“They beat him until he went mad”
…Țurcanu came back and moved me from my seat to the other bed, telling the committee to allow me to lie down on the bed and that the lights out signal must find me under the blanket.
I was about to witness another shocking scene, when they beat up Ion Pintilie. They beat him until he went mad. In this state, he started cursing them, sometimes in Romanian, sometimes in French, and then he started laughing and cursing again. Those who beat him thought he was faking it, and they kept beating him until the medical student from Iași could say no more.
Ion Pintilie was the son of a worker from Tecuci, the only child of his parents. On St. John’s Day (7 January) they brought a jar of pickle to our room and gave each of us a cup of brine, and a litre to those who were celebrating their name day, and then for 2-3 days they gave us no more water, except for those who promised to accept the re-education. From the litre of brine, Ion Pintilie seemed to be drunk with thirst.

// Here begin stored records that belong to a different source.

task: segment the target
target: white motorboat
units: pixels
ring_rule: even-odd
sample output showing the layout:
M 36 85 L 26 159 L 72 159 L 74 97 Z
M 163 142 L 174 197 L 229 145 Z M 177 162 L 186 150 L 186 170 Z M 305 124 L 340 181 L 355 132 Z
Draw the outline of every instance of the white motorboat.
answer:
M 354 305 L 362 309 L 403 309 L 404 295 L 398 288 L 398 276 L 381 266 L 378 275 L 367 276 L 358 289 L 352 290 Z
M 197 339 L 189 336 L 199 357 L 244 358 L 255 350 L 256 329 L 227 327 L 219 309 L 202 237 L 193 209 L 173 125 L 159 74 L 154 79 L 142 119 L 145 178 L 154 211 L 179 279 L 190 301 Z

He had hidden a poem in his hat, which he liked very much and which he had not handed over when we searched him. Someone else must have known about it, because the question was asked repeatedly “if anyone else had anything hidden”. Ion Pintilie said nothing. They took off his hat and found the poem. That is why he was beaten. It should be noted that there was nothing political in the poem. When they realised what they had done, they laid him on the bed in front of me. I haven’t seen him since. I found out later that he was also taken to the infirmary, where he died. By choice, by necessity, I lay on the bed under the blanket.